4.I note that article 50(2)(q) of the Constitution relied upon by the applicant is in the following terms –
5.It follows from the above provisions of the Constitution that the rights of the applicant herein is in the alternative, either to appeal or apply for review; not both.
6.In the present case, the applicant has already appealed through Machakos High Court Criminal Appeal No 212 of 2012 which has been determined and thus is strictly not entitled under the above constitutional provisions, to come to this court again on revision.

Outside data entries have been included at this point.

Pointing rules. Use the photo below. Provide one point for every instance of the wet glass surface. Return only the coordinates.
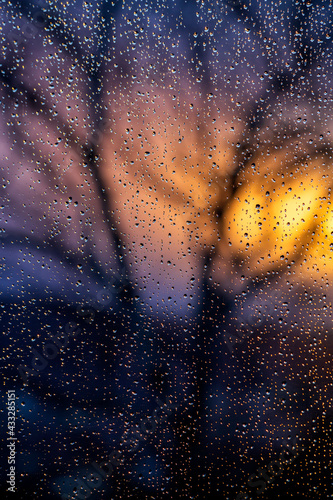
(166, 240)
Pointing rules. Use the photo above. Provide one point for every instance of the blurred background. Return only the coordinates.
(166, 236)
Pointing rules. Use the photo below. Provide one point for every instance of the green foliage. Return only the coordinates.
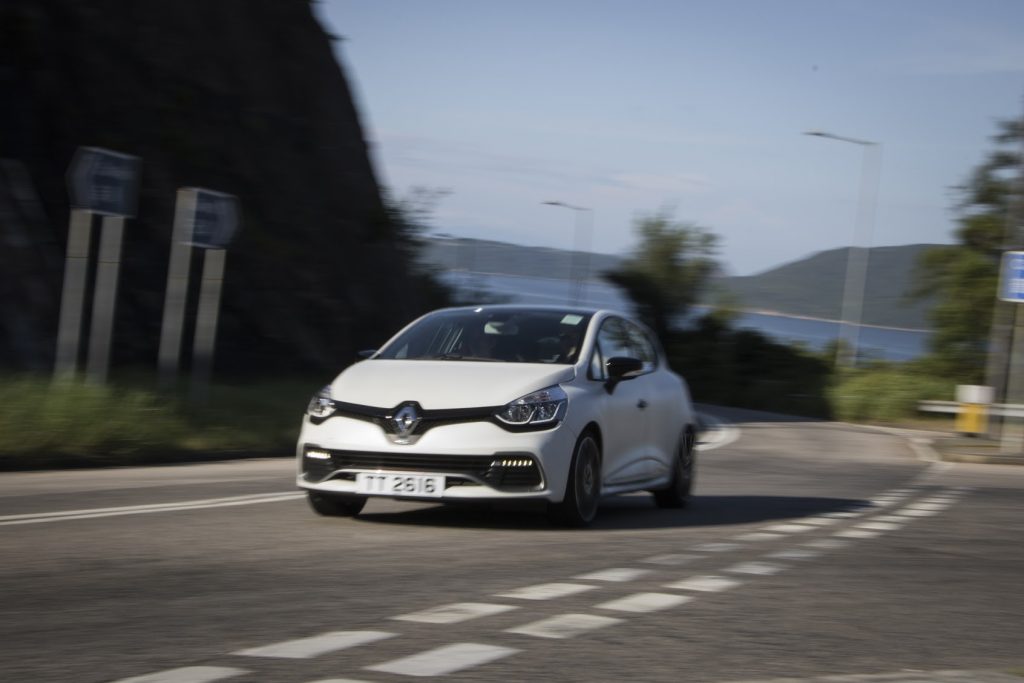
(73, 424)
(667, 272)
(887, 392)
(965, 278)
(744, 369)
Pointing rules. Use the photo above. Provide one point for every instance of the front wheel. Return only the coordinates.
(335, 506)
(583, 491)
(677, 495)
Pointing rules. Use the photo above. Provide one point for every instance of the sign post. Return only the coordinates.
(104, 182)
(206, 219)
(1012, 290)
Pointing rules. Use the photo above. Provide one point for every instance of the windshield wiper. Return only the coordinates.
(459, 356)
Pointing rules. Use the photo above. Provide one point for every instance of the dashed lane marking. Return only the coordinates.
(717, 547)
(645, 602)
(671, 560)
(187, 675)
(827, 544)
(906, 512)
(546, 591)
(44, 517)
(304, 648)
(757, 537)
(455, 613)
(880, 526)
(616, 574)
(564, 626)
(445, 659)
(787, 528)
(795, 554)
(709, 584)
(760, 568)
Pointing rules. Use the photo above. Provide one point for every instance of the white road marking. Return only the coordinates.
(446, 659)
(857, 534)
(645, 602)
(761, 568)
(890, 518)
(455, 613)
(708, 584)
(880, 526)
(798, 527)
(564, 626)
(720, 434)
(546, 591)
(717, 547)
(757, 537)
(673, 560)
(925, 505)
(616, 574)
(795, 554)
(304, 648)
(43, 517)
(186, 675)
(827, 544)
(819, 521)
(916, 513)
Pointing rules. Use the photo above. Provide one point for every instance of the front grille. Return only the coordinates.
(502, 472)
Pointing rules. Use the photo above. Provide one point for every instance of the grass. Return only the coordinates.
(129, 422)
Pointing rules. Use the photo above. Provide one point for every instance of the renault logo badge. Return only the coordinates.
(404, 422)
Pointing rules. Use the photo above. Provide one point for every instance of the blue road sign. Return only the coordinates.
(103, 181)
(1012, 276)
(215, 219)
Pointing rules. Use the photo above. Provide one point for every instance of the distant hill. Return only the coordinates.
(811, 287)
(500, 257)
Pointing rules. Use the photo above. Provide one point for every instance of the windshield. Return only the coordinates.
(503, 336)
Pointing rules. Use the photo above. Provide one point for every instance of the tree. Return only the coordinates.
(668, 270)
(965, 278)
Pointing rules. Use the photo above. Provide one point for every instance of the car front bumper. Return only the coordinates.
(478, 460)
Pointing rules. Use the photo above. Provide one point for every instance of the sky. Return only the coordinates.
(631, 108)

7.Courts have however, in the recent past, considered requests for revision of sentence in certain cases following the directions issued by the Supreme Court in Petition No 15 of 2015 – Francis Karioko Muruatetu & another v Republic – relating to cases of mandatory death sentences, imposed for murder. This not being a conviction and sentence for murder, the applicant cannot strictly so speaking, benefit from the request for review of sentence.
8.I note that the applicant has also highlighted the Judiciary Sentencing policy Guidelines 2015, under which, section 333(2) of the Criminal Procedure Code (cap 75) is highlighted and obligates the court to take into account the time already served in custody during trial by convicted persons and states that failure to do so makes the sentence imposed to be excessive.
9.The Director of Public Prosecutions, on his part, contends that the sentence imposed herein, having been upheld by the High Court on appeal, the only option available to the applicant is to file a further appeal to the Court of Appeal if he so wishes, and not to come again to this court for exercise of discretionary revision powers, after having failed on appeal.
10.Having considered this matter in its totality, I am of the view that the application for revision of sentence herein is not merited, since the High Court on appeal considered the sentence imposed by the trial court substantively and made its decision upholding the sentence, taking into account all relevant factors. It was known by the High Court at that time that the appellant had been in custody during trial.
11.In particular, in regard to upholding the sentence imposed, and after citing section 354 of the Criminal Procedure Code on the discretion conferred on the appellate court to either increase or reduce sentence, the High Court herein noted that the trial court had found that the grievous harm herein was brutal and amounted to torturing the complainant, and on re-evaluating the evidence, the High Court found that the sentence was not excessive. I find no new mitigating factors that were not known by either the trial court or the High Court disclosed herein, that would persuade me to exercise this court’s discretion to interfere in sentencing.
12.I thus find no merits in the application for review of sentence. I dismiss the request for review of sentence herein.